Tito berharap adanya kesamaan waktu jabatan antara kepala daerah dan kepala negara/provinsi dapat menciptakan harmonisasi program. “Nah sekarang dengan adanya pemilihan presiden, legislatif, di tahun yang sama dengan Pilkada, ada harapan untuk terjadinya kesamaan waktu jabatan antara kepala daerah itu dan kepala negara dan provinsi sama, sehingga programnya bisa harmonis,” jelasnya.
Retret yang diikuti 86 kepala daerah (terdiri dari gubernur, wakil gubernur, bupati, wakil bupati, wali kota, dan wakil wali kota) ini berlangsung selama 4 hari. Materi yang diberikan meliputi Ketahanan Nasional dan Wawasan Kebangsaan, Astacita, Program Kementerian dan Lembaga, Tugas dan Fungsi Kepala Daerah, Kepemimpinan dan Komunikasi Politik, serta Team Building. Narasumber berasal dari 31 kementerian/lembaga.
Penjelasan Lebih Lanjut Mengenai Sanksi
Sanksi bagi kepala daerah yang melanggar aturan dalam UU No. 23 Tahun 2014 bervariasi, tergantung pada jenis dan tingkat pelanggaran. Sanksi administratif bisa berupa teguran tertulis, penundaan pencairan dana, hingga pembekuan kegiatan.
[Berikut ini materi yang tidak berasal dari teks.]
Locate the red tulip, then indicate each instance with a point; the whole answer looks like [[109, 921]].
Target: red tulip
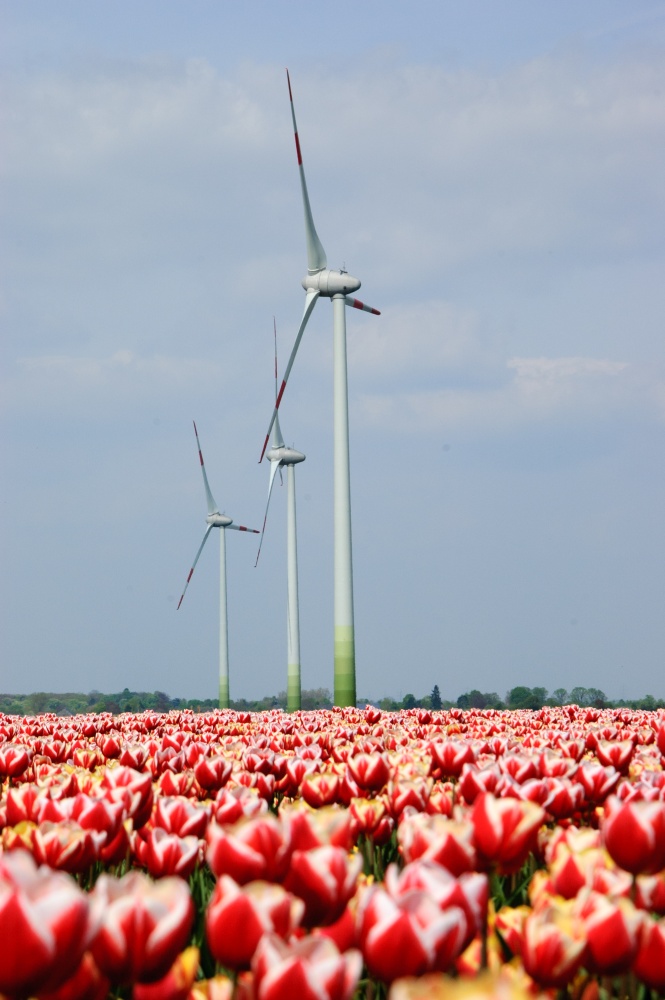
[[408, 935], [44, 921], [325, 879], [401, 794], [597, 781], [649, 965], [14, 760], [66, 846], [476, 780], [87, 983], [553, 945], [505, 830], [251, 849], [212, 773], [320, 789], [176, 984], [634, 835], [470, 892], [370, 771], [615, 753], [612, 929], [311, 969], [142, 926], [450, 756], [24, 803], [238, 917], [436, 838], [651, 893], [232, 804], [178, 815], [134, 790], [316, 827], [165, 853]]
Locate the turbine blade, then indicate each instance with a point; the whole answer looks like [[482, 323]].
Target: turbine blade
[[212, 506], [316, 255], [196, 559], [310, 301], [274, 330], [357, 304], [277, 439], [274, 466]]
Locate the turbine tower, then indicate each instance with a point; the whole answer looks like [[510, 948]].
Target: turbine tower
[[222, 521], [321, 281], [279, 455]]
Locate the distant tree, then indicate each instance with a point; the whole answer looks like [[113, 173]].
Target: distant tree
[[161, 702], [524, 697], [389, 705], [37, 702]]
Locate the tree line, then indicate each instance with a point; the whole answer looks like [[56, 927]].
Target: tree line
[[158, 701]]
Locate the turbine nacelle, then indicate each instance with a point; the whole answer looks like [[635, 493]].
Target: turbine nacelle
[[328, 283], [219, 520], [285, 456]]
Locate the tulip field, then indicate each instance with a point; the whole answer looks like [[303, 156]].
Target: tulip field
[[333, 854]]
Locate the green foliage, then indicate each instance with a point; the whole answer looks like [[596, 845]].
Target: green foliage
[[518, 697]]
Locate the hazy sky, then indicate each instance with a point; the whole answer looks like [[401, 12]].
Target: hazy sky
[[493, 173]]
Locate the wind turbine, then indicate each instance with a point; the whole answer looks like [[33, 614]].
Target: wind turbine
[[321, 281], [279, 455], [222, 521]]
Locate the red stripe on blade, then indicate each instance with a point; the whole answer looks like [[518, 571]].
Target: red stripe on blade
[[279, 395]]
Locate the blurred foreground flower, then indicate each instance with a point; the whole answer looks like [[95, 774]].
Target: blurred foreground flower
[[311, 969], [238, 917], [44, 923], [143, 926]]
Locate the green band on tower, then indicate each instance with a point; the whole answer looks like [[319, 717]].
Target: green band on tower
[[293, 702], [345, 666], [224, 692]]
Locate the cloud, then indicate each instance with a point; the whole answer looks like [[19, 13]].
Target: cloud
[[551, 390], [415, 338], [49, 381]]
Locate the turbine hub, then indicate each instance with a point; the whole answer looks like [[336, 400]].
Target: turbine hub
[[285, 456], [219, 520], [329, 283]]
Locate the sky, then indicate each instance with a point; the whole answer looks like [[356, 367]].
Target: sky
[[493, 173]]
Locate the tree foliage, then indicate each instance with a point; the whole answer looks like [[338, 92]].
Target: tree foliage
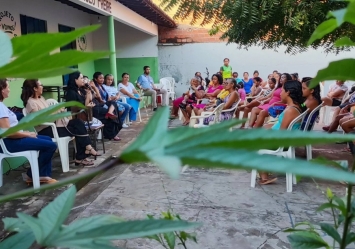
[[266, 23]]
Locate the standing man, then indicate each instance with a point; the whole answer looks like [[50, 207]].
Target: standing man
[[226, 70], [146, 82]]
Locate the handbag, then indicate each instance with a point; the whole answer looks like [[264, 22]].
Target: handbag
[[83, 114], [276, 110]]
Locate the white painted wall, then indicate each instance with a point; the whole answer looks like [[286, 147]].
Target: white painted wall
[[124, 15], [130, 42], [51, 11], [181, 62]]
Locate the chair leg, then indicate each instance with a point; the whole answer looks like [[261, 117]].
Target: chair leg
[[288, 182], [64, 155], [253, 178], [33, 160], [309, 152]]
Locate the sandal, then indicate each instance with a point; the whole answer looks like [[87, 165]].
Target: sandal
[[96, 154], [84, 162], [110, 115], [117, 138], [268, 181]]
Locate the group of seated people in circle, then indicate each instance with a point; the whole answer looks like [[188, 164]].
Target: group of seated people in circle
[[282, 96], [98, 94]]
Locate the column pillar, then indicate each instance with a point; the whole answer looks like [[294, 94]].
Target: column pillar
[[112, 46]]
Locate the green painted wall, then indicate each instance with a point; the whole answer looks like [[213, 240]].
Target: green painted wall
[[133, 66]]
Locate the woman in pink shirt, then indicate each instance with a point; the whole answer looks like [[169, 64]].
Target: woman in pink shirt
[[258, 114]]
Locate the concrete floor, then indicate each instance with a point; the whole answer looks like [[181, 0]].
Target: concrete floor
[[233, 214]]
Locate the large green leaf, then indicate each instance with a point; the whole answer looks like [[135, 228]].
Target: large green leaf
[[344, 41], [40, 117], [54, 214], [5, 48], [306, 240], [14, 225], [48, 64], [336, 70], [21, 240], [331, 231], [123, 230]]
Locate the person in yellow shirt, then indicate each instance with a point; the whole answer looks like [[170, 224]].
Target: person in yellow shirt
[[226, 70]]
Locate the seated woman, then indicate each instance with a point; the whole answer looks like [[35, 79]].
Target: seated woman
[[291, 95], [114, 95], [128, 91], [76, 92], [265, 97], [258, 114], [25, 140], [33, 101], [214, 88], [196, 91], [313, 99], [229, 101], [176, 102]]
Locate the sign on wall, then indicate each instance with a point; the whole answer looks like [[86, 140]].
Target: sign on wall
[[9, 23], [104, 5], [82, 42]]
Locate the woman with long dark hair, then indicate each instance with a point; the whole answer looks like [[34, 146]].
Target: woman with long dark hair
[[292, 96], [258, 114], [77, 92], [33, 101], [25, 140]]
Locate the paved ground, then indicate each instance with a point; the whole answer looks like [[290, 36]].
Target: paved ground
[[233, 214]]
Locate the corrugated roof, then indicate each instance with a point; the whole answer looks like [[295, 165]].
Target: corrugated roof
[[150, 11], [145, 8]]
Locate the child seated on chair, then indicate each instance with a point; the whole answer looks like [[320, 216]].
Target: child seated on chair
[[25, 140], [292, 96]]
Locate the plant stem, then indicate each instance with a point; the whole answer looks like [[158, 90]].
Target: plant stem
[[348, 215], [182, 241]]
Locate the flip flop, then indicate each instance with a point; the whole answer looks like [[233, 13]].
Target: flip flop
[[268, 181]]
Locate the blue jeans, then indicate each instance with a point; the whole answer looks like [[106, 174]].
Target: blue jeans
[[127, 108], [42, 143]]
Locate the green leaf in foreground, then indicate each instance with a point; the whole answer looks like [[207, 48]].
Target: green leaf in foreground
[[40, 117], [344, 42], [306, 240], [48, 64], [5, 48], [336, 70], [21, 240]]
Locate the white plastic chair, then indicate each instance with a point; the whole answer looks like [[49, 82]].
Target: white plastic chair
[[309, 127], [62, 142], [170, 86], [31, 156], [290, 153], [127, 121], [217, 112]]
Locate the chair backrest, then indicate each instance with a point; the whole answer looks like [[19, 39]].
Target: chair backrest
[[217, 114], [309, 126], [51, 102]]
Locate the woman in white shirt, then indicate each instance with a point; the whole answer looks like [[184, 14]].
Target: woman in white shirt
[[25, 140], [130, 93]]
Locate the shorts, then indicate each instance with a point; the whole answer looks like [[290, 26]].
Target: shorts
[[343, 105], [336, 102]]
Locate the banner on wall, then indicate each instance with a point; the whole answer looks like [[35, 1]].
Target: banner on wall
[[9, 23]]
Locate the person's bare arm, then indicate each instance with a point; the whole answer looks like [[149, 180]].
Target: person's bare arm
[[4, 124], [290, 114], [232, 99]]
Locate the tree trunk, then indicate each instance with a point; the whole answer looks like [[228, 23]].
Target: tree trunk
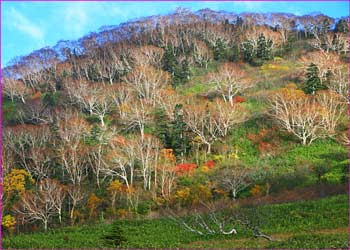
[[45, 225]]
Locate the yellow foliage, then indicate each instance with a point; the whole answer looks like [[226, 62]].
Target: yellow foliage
[[256, 190], [168, 154], [92, 204], [218, 157], [204, 192], [197, 140], [115, 187], [183, 194], [9, 222], [16, 180], [205, 169], [122, 213], [233, 156], [271, 66]]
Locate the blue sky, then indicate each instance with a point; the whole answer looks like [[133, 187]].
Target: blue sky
[[28, 26]]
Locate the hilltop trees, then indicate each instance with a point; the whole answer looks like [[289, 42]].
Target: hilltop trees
[[211, 121], [112, 124], [229, 81], [306, 117]]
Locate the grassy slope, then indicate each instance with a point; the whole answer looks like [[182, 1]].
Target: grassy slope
[[307, 224]]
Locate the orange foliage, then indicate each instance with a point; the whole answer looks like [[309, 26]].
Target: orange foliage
[[185, 168], [210, 164], [256, 190], [92, 204], [239, 99]]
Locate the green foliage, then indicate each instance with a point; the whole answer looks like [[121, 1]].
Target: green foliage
[[115, 236], [264, 49], [316, 241], [342, 26], [295, 219], [247, 49], [173, 134], [10, 111], [220, 50], [313, 81]]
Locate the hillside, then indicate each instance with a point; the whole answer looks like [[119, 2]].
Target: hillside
[[188, 130]]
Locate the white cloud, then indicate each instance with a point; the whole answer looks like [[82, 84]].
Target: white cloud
[[76, 19], [23, 24]]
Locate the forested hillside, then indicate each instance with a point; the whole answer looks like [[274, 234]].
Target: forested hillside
[[199, 120]]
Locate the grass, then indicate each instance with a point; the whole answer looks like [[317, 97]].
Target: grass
[[306, 224]]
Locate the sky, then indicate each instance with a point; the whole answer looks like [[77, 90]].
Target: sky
[[28, 26]]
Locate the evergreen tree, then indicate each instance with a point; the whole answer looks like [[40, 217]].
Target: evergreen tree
[[264, 49], [180, 141], [162, 128], [115, 236], [169, 60], [261, 49], [220, 50], [342, 26], [247, 49], [235, 53], [313, 81]]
Sanksi yang lebih berat yaitu pemberhentian sementara selama tiga bulan, atau pemberhentian secara permanen, diterapkan untuk pelanggaran yang sangat serius dan merugikan negara.
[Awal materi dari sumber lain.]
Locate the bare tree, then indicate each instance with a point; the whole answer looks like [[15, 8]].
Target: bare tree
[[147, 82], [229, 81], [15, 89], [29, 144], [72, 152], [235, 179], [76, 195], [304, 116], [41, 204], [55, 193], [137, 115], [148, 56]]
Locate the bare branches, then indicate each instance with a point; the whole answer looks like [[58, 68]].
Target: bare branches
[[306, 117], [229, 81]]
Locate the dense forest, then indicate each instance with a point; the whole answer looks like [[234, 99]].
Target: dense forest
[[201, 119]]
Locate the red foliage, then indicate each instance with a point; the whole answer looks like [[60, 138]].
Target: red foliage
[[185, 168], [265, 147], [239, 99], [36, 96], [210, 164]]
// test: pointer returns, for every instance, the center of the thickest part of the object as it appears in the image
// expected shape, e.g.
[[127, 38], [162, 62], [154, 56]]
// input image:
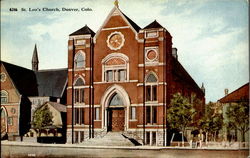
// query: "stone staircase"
[[110, 139]]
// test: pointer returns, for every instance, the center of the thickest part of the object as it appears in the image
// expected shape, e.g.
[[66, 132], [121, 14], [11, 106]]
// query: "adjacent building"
[[122, 78], [237, 96], [23, 90]]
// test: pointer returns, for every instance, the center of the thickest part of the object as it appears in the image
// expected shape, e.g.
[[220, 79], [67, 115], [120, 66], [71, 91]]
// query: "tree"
[[238, 118], [211, 122], [42, 118], [180, 113]]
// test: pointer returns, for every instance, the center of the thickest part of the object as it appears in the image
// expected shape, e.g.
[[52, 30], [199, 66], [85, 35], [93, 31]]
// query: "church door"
[[116, 119]]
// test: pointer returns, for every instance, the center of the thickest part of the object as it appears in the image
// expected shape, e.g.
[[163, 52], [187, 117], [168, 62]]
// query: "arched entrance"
[[3, 122], [115, 103], [116, 114]]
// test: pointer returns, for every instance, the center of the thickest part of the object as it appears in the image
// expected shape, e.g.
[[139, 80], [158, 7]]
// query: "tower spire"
[[35, 60], [116, 3], [203, 88]]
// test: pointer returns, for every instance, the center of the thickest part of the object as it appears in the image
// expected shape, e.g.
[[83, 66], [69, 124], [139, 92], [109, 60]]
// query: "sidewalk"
[[146, 147]]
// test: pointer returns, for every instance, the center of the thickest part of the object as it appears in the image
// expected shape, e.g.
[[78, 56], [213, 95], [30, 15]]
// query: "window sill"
[[132, 120], [79, 69], [115, 81], [149, 125]]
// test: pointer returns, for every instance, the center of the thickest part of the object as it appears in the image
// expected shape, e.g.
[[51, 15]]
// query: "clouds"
[[211, 36]]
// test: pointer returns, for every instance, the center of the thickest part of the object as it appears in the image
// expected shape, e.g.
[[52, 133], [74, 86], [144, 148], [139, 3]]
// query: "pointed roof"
[[83, 31], [132, 23], [154, 24], [35, 56], [23, 79], [52, 82]]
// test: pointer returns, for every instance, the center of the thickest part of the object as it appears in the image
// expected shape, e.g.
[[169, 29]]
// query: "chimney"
[[226, 91], [174, 53]]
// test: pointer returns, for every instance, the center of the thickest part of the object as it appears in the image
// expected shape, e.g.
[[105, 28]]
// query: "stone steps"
[[110, 139]]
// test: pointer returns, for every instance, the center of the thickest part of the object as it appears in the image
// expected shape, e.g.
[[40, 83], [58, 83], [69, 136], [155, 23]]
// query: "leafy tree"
[[42, 118], [180, 113], [238, 117]]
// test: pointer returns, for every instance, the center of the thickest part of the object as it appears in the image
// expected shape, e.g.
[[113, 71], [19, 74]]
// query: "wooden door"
[[116, 120]]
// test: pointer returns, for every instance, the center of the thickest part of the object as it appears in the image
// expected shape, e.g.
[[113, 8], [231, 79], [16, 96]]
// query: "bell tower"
[[35, 60]]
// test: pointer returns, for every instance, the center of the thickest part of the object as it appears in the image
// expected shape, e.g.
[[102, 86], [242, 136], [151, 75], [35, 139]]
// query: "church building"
[[121, 79]]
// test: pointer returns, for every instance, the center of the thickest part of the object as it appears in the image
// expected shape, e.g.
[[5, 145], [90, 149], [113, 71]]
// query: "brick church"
[[122, 78]]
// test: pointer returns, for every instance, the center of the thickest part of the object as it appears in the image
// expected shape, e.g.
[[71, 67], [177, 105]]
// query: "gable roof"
[[240, 94], [84, 31], [51, 82], [57, 106], [154, 24], [23, 79], [131, 23]]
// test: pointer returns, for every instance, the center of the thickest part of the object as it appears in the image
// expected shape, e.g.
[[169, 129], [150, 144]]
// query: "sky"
[[211, 35]]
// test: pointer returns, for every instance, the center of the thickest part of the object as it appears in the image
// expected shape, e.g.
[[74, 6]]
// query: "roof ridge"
[[15, 65], [154, 24], [45, 70], [84, 30]]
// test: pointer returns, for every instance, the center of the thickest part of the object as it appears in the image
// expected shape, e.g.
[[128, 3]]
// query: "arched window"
[[151, 88], [79, 99], [79, 91], [151, 96], [116, 100], [4, 97], [80, 60], [3, 121], [115, 68]]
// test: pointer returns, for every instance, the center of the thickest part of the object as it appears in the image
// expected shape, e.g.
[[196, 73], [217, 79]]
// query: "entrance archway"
[[115, 103], [116, 114], [3, 121]]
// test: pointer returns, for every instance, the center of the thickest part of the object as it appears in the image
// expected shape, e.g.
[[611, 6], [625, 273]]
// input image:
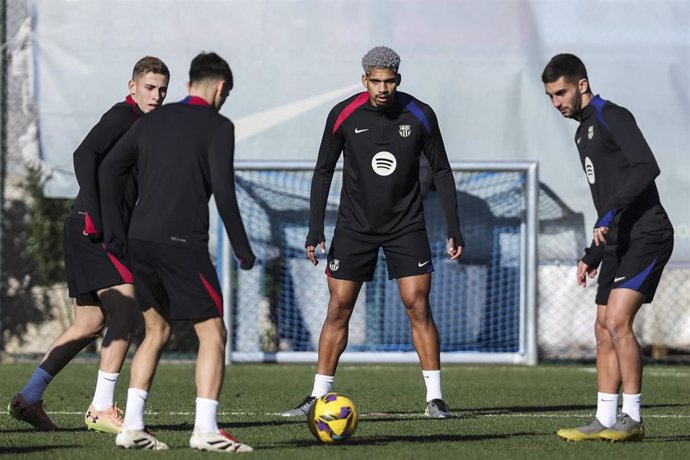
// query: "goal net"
[[483, 303]]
Proses penegakan hukum terhadap pelanggaran yang dilakukan kepala daerah biasanya diawali dengan investigasi oleh inspektorat atau aparat penegak hukum lainnya. Setelah bukti pelanggaran cukup, maka akan dikenakan sanksi sesuai dengan aturan yang berlaku. Proses ini melibatkan berbagai pihak, dan keputusan akhir biasanya berdasarkan pertimbangan hukum yang komprehensif.
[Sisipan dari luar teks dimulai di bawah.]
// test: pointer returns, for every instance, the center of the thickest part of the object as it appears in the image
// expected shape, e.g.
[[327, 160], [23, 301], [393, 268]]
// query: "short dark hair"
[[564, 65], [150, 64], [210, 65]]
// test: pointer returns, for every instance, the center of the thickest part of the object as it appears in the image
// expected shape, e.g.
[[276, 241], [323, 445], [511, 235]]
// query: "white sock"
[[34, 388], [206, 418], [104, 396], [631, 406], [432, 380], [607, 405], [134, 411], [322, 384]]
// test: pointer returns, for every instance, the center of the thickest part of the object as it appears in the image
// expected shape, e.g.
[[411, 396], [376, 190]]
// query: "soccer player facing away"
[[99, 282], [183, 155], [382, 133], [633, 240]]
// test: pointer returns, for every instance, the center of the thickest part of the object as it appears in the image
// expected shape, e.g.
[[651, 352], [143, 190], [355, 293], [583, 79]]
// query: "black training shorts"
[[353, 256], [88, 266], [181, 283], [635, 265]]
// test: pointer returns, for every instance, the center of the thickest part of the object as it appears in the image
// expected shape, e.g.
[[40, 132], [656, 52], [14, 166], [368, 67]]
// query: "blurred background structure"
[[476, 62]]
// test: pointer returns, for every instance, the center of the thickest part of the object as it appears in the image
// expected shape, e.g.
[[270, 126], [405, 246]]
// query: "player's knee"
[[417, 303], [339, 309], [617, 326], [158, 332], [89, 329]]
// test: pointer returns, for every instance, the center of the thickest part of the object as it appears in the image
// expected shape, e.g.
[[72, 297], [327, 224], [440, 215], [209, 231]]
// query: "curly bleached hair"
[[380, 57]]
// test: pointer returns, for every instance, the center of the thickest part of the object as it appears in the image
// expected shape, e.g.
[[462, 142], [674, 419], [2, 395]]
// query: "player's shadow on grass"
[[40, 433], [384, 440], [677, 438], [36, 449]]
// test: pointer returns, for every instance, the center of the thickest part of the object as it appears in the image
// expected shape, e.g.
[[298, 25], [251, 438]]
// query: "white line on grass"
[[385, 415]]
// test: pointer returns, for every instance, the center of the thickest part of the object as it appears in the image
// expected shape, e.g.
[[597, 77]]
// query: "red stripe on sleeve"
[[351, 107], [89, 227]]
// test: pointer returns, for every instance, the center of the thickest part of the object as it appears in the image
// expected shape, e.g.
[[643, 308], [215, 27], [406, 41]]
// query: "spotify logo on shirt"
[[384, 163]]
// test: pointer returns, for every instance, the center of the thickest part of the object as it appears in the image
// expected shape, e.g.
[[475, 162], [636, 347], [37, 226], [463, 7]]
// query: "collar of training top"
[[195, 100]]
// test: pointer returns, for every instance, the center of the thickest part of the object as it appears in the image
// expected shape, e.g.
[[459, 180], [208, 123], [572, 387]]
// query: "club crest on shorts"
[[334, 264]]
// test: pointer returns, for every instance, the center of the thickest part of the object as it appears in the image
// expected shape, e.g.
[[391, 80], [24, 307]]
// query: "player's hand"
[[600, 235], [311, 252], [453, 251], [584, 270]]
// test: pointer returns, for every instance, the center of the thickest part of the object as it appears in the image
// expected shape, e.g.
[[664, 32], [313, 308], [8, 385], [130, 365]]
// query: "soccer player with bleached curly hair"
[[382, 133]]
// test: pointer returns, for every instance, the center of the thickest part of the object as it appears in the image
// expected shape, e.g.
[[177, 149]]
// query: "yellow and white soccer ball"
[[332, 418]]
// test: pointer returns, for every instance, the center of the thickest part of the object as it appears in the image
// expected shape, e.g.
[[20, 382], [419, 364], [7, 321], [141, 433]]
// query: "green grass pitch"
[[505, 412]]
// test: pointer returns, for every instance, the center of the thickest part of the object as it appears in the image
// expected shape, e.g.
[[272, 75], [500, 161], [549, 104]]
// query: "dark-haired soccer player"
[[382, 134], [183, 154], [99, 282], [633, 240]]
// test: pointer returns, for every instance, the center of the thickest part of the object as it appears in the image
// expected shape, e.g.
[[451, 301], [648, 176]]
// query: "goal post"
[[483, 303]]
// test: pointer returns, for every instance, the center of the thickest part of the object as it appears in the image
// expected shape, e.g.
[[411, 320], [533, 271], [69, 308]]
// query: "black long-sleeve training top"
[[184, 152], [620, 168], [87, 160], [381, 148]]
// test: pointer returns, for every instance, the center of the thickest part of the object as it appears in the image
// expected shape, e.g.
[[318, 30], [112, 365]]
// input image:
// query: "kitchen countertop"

Penting bagi kepala daerah untuk memahami secara detail setiap pasal dalam UU No. 23 Tahun 2014 agar dapat menjalankan tugas dan kewajibannya secara optimal dan menghindari pelanggaran hukum. Kejelasan peraturan dan konsekuensi hukum yang tegas diharapkan dapat meningkatkan akuntabilitas dan kinerja kepala daerah dalam menjalankan pemerintahan.
Perlu adanya sosialisasi dan pelatihan yang lebih intensif kepada kepala daerah dan perangkat daerah terkait UU No. 23 Tahun 2014 agar pemahaman dan penerapannya optimal. Hal ini penting untuk memastikan berjalannya roda pemerintahan daerah secara efektif dan efisien, sesuai dengan aturan hukum yang berlaku.